Turning the pages of Waiting for Eden was heart wrenching and painful, but I had to keep reading. As the three characters waited for Eden to either recover or die, the narrator recalls details about Eden’s life, his goals and the hopes of the young married couple. Eden was the only soldier to survive a Humvee explosion that killed his best friend, the narrator, in Iraq. Burned and amputated, he won the tragic designation as the military’s most wounded warrior. This superbly written book yanked me right alongside Eden’s bed, sitting next to Mary, his wife and constant hospital visitor, conflicted and so sad. She will not leave his side. She is inextricably linked to her husband both physically and mentally. She waits– trying to decide if death will be better than his current existence. Is her broken life good enough for herself and her family? I expected clarity, something big to happen, a Christmas Eve breakthrough in his thinking, but no. Feeling a real intimacy with the three, their grief and the intensity of their connections reminded me of the depths of relationships, human suffering and endurance. I mourned for them all.

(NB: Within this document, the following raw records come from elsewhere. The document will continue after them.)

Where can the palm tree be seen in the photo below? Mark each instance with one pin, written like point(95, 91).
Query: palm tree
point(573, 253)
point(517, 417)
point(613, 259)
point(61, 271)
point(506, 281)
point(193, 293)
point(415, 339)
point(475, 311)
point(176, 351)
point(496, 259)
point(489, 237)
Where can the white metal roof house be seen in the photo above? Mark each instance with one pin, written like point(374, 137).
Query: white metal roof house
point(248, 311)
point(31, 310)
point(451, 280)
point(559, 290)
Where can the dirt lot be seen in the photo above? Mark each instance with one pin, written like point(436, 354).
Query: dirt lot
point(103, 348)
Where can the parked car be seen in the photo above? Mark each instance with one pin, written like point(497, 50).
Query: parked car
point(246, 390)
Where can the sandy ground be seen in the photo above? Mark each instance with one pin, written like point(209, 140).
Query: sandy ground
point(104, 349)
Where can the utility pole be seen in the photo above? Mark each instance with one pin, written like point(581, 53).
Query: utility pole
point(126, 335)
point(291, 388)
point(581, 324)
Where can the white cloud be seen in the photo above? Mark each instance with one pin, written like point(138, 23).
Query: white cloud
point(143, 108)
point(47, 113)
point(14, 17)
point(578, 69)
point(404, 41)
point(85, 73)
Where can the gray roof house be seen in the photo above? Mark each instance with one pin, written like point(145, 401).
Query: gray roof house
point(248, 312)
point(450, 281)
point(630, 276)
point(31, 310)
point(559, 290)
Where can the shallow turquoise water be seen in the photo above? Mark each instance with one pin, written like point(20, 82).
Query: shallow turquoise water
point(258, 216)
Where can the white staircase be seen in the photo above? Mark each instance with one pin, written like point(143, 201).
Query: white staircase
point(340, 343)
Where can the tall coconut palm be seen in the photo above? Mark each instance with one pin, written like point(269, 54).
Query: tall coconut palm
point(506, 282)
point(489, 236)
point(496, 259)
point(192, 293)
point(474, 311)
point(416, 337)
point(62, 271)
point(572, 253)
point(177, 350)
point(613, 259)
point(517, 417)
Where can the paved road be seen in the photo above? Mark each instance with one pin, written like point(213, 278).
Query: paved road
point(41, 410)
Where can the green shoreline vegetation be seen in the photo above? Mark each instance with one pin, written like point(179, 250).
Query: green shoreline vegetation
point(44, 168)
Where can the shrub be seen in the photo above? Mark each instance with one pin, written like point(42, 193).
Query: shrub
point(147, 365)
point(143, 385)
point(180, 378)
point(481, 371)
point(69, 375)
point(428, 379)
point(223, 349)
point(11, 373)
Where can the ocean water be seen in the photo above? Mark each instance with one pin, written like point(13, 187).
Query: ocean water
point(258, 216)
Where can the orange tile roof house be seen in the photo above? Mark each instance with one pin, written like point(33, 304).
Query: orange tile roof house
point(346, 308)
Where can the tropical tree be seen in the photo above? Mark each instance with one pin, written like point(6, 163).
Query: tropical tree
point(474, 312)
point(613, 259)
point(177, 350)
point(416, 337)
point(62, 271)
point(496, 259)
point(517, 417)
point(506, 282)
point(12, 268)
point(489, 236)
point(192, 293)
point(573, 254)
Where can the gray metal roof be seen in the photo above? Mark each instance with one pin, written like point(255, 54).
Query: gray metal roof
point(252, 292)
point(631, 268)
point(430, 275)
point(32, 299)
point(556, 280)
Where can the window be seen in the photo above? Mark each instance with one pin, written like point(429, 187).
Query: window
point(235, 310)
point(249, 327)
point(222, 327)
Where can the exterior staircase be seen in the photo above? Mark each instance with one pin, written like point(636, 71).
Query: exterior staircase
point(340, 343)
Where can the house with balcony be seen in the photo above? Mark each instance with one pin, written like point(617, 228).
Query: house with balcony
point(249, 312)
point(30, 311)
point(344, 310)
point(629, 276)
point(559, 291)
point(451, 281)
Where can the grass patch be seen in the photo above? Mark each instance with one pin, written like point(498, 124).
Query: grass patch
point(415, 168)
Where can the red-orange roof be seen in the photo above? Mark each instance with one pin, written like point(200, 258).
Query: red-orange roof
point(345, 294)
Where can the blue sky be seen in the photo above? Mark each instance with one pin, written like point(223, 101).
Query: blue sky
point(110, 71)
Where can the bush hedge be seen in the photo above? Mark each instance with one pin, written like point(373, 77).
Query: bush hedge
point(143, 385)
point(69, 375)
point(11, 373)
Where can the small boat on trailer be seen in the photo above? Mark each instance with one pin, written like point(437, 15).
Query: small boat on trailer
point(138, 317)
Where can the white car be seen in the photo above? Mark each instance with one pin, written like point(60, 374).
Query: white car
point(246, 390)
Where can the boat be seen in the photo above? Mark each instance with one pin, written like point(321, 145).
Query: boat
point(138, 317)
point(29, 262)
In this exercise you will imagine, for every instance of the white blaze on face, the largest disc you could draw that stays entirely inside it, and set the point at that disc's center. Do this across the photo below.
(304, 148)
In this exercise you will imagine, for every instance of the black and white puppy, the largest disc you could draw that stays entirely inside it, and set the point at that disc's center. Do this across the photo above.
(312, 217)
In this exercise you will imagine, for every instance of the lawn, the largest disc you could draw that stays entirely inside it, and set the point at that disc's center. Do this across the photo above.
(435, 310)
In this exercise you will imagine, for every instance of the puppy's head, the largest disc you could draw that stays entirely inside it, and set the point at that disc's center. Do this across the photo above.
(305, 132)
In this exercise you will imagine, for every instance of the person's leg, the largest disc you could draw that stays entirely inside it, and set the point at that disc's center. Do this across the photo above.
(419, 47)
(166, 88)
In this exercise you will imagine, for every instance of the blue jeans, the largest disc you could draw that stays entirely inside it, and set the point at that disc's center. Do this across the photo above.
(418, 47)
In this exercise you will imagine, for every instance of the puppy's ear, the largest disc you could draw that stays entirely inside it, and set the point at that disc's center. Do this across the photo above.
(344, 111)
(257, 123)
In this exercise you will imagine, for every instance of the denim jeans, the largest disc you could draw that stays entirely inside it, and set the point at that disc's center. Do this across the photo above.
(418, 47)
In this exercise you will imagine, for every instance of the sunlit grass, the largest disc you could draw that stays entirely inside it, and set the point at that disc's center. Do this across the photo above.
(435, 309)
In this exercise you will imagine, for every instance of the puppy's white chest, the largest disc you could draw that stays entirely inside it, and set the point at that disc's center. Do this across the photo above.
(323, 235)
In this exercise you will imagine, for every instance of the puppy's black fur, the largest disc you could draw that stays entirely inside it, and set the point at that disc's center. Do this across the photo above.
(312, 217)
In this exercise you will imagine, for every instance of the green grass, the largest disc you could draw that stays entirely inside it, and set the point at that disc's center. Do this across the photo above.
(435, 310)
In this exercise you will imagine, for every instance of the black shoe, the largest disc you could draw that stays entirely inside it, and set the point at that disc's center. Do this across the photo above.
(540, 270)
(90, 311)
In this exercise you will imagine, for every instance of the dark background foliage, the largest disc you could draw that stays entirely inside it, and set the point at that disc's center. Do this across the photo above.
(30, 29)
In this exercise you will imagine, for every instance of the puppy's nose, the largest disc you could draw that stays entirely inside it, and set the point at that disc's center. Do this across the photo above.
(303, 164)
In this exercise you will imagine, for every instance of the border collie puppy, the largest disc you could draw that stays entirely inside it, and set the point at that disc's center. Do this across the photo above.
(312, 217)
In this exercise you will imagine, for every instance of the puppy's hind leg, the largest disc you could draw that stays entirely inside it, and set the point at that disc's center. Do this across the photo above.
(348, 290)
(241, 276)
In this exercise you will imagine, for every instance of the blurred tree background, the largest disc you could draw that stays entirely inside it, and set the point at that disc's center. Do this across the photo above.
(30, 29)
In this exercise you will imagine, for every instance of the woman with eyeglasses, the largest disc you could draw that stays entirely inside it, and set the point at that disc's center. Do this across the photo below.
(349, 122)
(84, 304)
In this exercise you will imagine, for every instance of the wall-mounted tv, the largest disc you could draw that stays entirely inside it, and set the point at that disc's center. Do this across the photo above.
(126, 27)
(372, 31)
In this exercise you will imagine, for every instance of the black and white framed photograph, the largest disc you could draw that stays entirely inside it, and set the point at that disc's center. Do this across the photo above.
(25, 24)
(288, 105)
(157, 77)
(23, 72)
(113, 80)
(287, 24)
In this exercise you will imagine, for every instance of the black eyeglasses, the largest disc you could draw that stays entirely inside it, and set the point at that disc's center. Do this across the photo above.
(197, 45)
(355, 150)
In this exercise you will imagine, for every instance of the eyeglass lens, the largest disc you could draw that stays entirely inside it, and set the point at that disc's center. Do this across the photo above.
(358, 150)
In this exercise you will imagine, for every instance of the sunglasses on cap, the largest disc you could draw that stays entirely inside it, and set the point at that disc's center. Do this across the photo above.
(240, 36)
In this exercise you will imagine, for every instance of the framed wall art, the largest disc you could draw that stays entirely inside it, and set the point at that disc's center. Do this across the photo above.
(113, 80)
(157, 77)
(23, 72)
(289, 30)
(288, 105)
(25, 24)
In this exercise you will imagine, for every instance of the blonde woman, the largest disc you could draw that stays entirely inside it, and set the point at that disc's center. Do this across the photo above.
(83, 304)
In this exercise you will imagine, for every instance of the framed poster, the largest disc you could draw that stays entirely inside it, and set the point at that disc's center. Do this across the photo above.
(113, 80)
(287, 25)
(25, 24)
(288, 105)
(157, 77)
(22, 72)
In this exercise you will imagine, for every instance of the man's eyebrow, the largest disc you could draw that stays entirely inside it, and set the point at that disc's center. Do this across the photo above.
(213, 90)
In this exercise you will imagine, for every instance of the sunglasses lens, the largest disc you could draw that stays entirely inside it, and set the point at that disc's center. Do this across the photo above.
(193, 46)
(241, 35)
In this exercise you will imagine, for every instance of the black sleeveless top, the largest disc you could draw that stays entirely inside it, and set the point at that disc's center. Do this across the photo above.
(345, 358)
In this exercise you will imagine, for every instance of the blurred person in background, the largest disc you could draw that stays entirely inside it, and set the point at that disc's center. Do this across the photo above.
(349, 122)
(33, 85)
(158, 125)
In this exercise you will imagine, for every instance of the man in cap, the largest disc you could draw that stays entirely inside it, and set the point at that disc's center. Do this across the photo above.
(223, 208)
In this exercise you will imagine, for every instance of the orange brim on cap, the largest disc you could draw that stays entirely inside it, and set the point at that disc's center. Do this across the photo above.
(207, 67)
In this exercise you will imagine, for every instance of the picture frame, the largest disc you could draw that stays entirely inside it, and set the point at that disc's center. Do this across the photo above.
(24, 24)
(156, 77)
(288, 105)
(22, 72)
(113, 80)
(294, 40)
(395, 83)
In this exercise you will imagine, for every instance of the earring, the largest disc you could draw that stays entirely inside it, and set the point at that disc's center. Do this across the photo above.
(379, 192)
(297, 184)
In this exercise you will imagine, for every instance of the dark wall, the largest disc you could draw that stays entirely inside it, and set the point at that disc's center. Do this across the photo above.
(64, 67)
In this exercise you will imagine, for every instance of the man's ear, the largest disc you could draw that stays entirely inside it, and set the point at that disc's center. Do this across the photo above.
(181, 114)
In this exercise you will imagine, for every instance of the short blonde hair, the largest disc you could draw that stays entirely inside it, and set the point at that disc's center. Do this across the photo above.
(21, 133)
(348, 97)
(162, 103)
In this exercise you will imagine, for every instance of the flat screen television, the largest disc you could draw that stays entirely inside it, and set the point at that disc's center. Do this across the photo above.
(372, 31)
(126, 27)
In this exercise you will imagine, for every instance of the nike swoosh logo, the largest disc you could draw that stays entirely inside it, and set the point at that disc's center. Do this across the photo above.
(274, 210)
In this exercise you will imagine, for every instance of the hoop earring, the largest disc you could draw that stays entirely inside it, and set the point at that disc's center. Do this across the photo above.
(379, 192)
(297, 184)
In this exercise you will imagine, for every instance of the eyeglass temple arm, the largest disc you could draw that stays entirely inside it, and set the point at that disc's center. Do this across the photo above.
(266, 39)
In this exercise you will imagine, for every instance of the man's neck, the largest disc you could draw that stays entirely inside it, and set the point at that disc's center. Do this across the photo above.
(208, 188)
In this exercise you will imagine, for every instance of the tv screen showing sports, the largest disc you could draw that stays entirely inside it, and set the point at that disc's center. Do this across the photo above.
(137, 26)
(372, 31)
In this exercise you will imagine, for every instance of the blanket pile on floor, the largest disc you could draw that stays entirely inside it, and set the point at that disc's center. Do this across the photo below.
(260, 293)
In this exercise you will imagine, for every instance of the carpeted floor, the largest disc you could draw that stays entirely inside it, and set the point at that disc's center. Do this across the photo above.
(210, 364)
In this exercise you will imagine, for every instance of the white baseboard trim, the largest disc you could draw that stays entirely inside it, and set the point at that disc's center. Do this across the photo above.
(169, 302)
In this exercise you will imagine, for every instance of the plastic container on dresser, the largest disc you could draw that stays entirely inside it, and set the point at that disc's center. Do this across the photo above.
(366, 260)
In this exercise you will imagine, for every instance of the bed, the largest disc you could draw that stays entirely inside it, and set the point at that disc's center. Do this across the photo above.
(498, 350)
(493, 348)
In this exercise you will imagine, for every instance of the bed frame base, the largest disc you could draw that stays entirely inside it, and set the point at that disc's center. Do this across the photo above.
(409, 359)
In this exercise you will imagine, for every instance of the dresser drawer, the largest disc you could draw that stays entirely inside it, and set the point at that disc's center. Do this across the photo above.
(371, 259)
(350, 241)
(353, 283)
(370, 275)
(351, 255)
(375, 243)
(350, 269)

I finished the 173-page book in no time, feeling very sad. The cost of war, the searing pain from its human toll and the almost impossible decisions required of loving family members confronted me starkly. Yes, and ‘love’. Love weaves itself in and out of perfectly sweet experiences of their earlier lives and then through really tough situations, like this one. How tight a hold does love have on our rational decision-making? How does one define marital fidelity?
They wait in the darkness of Eden’s hospital room night after night. The machines he is hooked up to make the same sounds night after night. Eden’s nightmares are the same night after night. It felt like sitting interminably in the middle of a deep, dark, abandoned tunnel. The toll of war is immeasurable, yet day after day its victims endure the pain yet again. I appreciated Ackerman taking me to the post battlefield scenes which are so easy to forget, where the real wounds of war are endured by so many.